Его внимание привлек снимок, где он стоял один, как потерянный. У него был странный взгляд. Жереми всмотрелся: глаза казались пустыми и совсем непохожими на те, что он видел на других снимках. Он вернулся к первым страницам, чтобы проверить, и с удивлением обнаружил, что на всех фотографиях, даже когда лицо у него веселое, взгляд все тот же. Словно две черные пуговицы на плюшевом лице. Но он сказал себе, что всем, кто пристально всматривается в собственные фотографии, знакомо это странное чувство. Когда-то ему случалось смотреть на себя в зеркало, повторяя собственное имя. Через несколько минут его лицо становилось чужим, соединением незнакомых черт и его имени — череды ничего не значащих звуков и слогов.
Второй альбом, как сообщало заглавие, был посвящен его свадьбе.
Он и Виктория в мэрии, она в великолепном белом платье, традиционном и элегантном, он в сером костюме, белой рубашке и антрацитового цвета галстуке.
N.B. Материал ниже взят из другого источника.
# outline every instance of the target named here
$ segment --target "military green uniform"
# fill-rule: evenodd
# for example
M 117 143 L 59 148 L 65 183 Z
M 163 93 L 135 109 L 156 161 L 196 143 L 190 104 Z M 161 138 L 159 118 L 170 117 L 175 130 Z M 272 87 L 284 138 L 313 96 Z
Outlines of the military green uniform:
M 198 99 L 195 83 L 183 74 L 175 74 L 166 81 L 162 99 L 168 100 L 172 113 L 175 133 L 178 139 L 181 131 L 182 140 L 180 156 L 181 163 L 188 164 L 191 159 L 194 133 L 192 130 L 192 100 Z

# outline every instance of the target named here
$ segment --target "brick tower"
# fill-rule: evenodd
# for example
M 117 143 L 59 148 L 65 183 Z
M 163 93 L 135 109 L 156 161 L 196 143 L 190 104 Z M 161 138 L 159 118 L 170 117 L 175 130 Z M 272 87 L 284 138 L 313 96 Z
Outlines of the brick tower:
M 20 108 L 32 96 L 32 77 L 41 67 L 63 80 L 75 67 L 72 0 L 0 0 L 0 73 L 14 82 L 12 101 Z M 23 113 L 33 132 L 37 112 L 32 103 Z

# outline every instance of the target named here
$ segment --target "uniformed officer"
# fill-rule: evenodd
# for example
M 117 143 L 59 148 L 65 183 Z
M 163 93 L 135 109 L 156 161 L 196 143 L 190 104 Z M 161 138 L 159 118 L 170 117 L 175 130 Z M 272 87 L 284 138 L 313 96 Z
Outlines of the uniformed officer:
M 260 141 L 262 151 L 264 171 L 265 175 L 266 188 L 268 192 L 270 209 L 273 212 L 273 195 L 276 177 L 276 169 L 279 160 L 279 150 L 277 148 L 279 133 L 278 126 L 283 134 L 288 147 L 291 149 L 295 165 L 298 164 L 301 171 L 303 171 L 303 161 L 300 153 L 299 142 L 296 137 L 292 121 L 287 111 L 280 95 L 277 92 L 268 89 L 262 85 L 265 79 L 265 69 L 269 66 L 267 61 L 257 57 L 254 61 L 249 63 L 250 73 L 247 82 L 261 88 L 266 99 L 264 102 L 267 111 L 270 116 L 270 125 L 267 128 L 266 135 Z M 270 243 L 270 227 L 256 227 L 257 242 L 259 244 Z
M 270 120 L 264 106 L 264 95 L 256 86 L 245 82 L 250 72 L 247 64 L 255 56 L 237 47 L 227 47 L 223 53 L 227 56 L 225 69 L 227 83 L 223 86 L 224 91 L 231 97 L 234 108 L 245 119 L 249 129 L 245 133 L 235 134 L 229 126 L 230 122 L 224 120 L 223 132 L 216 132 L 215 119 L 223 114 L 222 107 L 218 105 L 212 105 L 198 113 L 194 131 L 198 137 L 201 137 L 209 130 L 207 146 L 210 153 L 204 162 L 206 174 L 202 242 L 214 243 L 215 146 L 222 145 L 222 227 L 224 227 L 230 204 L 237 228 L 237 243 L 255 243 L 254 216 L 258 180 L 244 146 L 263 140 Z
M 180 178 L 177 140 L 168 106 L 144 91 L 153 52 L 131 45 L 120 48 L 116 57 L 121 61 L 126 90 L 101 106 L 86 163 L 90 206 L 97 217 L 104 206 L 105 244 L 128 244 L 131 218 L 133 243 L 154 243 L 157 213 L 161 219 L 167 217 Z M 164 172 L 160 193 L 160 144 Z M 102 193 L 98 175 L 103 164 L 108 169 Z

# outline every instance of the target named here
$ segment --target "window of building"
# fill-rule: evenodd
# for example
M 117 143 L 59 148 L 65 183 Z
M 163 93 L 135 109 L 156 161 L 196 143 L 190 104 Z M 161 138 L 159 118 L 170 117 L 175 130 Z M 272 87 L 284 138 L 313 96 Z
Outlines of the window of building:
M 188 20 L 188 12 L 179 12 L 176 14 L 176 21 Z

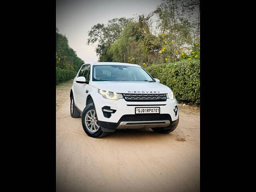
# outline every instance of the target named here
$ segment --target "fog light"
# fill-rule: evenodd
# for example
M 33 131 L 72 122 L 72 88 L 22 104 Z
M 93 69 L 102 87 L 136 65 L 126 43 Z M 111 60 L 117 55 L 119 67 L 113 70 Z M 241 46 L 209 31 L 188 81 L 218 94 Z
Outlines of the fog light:
M 114 110 L 112 109 L 102 109 L 102 111 L 104 112 L 109 112 L 110 113 L 112 113 L 114 112 Z

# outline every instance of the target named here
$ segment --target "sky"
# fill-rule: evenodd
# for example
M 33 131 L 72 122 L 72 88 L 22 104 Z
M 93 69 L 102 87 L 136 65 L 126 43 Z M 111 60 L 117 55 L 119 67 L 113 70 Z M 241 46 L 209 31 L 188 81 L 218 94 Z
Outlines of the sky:
M 135 17 L 154 10 L 160 0 L 56 0 L 56 26 L 84 62 L 97 62 L 96 45 L 87 45 L 88 31 L 114 18 Z

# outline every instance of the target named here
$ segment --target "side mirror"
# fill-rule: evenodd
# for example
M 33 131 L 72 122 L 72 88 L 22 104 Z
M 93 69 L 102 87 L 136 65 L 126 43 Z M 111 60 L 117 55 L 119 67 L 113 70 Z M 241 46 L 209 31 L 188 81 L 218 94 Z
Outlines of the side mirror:
M 160 82 L 160 80 L 159 80 L 158 79 L 157 79 L 156 78 L 154 78 L 154 79 L 156 80 L 156 82 L 157 83 L 159 83 Z
M 78 83 L 86 83 L 86 80 L 84 77 L 78 77 L 76 79 L 76 82 Z

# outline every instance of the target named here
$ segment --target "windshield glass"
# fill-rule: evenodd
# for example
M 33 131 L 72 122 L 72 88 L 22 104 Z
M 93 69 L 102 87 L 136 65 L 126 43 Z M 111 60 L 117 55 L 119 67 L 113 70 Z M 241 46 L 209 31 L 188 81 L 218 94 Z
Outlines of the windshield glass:
M 136 81 L 154 82 L 142 68 L 125 65 L 95 65 L 93 81 Z

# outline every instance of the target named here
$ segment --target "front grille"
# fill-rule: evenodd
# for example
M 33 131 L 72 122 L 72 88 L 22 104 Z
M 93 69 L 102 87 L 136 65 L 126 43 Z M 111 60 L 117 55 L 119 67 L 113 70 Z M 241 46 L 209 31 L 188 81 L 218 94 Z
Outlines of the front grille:
M 150 102 L 166 101 L 166 94 L 124 93 L 123 96 L 124 100 L 126 101 Z
M 122 116 L 119 122 L 122 121 L 146 121 L 169 120 L 172 122 L 172 118 L 169 114 L 135 114 L 124 115 Z

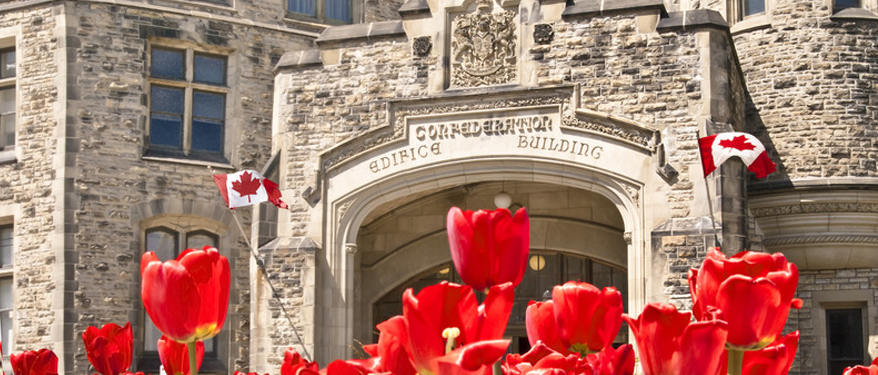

Оба улыбались гостям, обнимали их, смеялись. Своих родителей он не увидел, и сердце его сжалось. Он поискал снимки церковного венчания, но не нашел. Очевидно, они только расписались.
«Наша семья» — так назывался третий альбом.
Он начинался с нескольких снимков беременной Виктории. Она округлилась, и это ей очень шло. Все менялось, менялись люди, которых он любил, менялся мир, а он, Жереми, оставался прежним.
Потом пошли фотографии ребенка. На первом новорожденный младенец терялся на голубом фоне слишком большой для него распашонки. Подпись гласила: «Мой принц Тома». На других снимках он был запечатлен в разных положениях и костюмчиках. На некоторых и Жереми играл роль отца, держал ребенка на руках или кормил из бутылочки.
Он захлопнул альбом; голова шла кругом. Ни одна из этих фотографий не пробудила в нем воспоминаний. Он смотрел на них с тем же тревожным любопытством, как если бы проник в личные тайны брата-близнеца, которого не знал. Это была не его жизнь.
«Что же делать? Рассказать Виктории об этой новой амнезии? Ждать и надеяться на выздоровление? В конце концов, судя по этим снимкам, после прошлого приступа я нормально жил».